Un tassello importante per garantire la massima tutela dei dati personali e sanitari sarà la formazione e l’aggiornamento continuo del personale dipendente, operatori sanitari e personale amministrativo, in particolare in ambito ospedaliero. Uno scudo per impedire la violazione al trattamento dei dati soprattutto se si considera che la maggior parte dello smarrimento o dei furti dei dati dipende dalle cosiddette talpe interne alla struttura.

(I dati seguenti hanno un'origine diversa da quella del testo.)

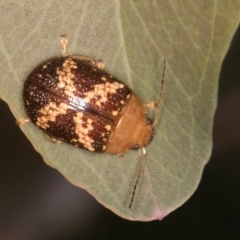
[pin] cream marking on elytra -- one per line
(49, 113)
(82, 130)
(101, 91)
(65, 77)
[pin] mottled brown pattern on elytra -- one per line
(63, 93)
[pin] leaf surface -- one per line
(132, 37)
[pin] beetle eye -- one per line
(135, 147)
(149, 121)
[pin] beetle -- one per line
(72, 99)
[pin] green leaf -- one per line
(132, 37)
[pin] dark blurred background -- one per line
(37, 203)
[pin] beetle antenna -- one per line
(64, 43)
(158, 103)
(142, 162)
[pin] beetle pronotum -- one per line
(72, 99)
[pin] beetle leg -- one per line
(52, 139)
(22, 121)
(64, 43)
(141, 166)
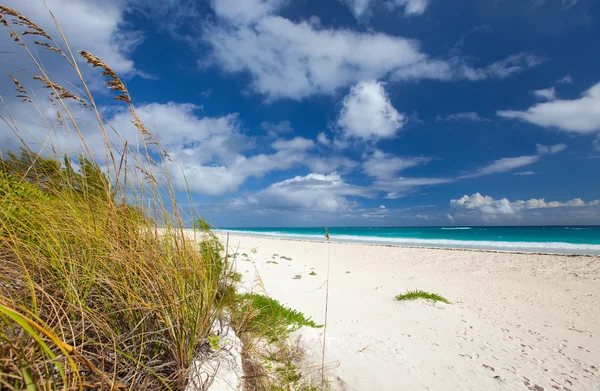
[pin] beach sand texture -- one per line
(516, 322)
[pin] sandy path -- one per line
(517, 321)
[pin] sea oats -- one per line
(115, 83)
(49, 47)
(21, 20)
(21, 92)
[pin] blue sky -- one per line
(358, 112)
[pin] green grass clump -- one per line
(419, 294)
(265, 316)
(100, 287)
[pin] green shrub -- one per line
(266, 316)
(418, 294)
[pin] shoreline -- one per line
(249, 235)
(517, 321)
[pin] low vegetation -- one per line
(419, 294)
(100, 285)
(270, 359)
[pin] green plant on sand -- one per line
(419, 294)
(99, 286)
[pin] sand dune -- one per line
(516, 321)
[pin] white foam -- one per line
(545, 247)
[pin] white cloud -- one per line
(367, 113)
(580, 115)
(546, 93)
(550, 149)
(489, 205)
(458, 69)
(400, 187)
(274, 129)
(323, 139)
(503, 165)
(502, 69)
(411, 7)
(385, 166)
(313, 192)
(212, 155)
(567, 79)
(246, 11)
(89, 25)
(525, 173)
(361, 8)
(329, 164)
(568, 3)
(466, 116)
(295, 60)
(295, 144)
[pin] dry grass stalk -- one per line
(115, 82)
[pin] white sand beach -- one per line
(516, 322)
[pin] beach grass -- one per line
(266, 316)
(419, 294)
(100, 287)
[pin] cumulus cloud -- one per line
(567, 79)
(550, 149)
(525, 173)
(274, 129)
(367, 113)
(501, 69)
(412, 7)
(295, 144)
(382, 165)
(296, 59)
(465, 116)
(489, 205)
(503, 165)
(323, 139)
(580, 115)
(313, 192)
(361, 8)
(246, 11)
(212, 155)
(400, 187)
(94, 26)
(546, 93)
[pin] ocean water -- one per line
(551, 239)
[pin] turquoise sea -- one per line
(552, 239)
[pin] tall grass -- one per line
(99, 286)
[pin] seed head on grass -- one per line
(419, 294)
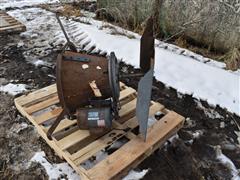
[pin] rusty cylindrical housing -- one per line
(74, 73)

E così il Regolamento prevede che il trattamento dei dati con strumenti elettronici è consentito solo a incaricati dotati di credenziali di autenticazione con codice ad hoc e da una parola chiave conosciuta solo dallo stesso.
 
Fascicolo sanitario elettronico (Fse). È una delle punte di diamante per la raccolta di tutti i dati personali, sanitari, genetici e biometrici del paziente. E proprio per la sua importanza strategica deve essere protetto con sistemi di sicurezza. Le norme prevedono che ognuno potrà operare liberamente sul proprio Fse inserendo i dati che ritiene più opportuno, anche con autodichiarazioni relative al proprio stato di salute. Soprattutto, ognuno potrà cancellare, rettificare e anche oscurare i propri dati o una parte contenuti nel Fse e anche revocare il proprio consenso alla costituzione del Fse e all’inserimento e al trattamento dei dati. (Fonte: http://www.quotidianosanita.it)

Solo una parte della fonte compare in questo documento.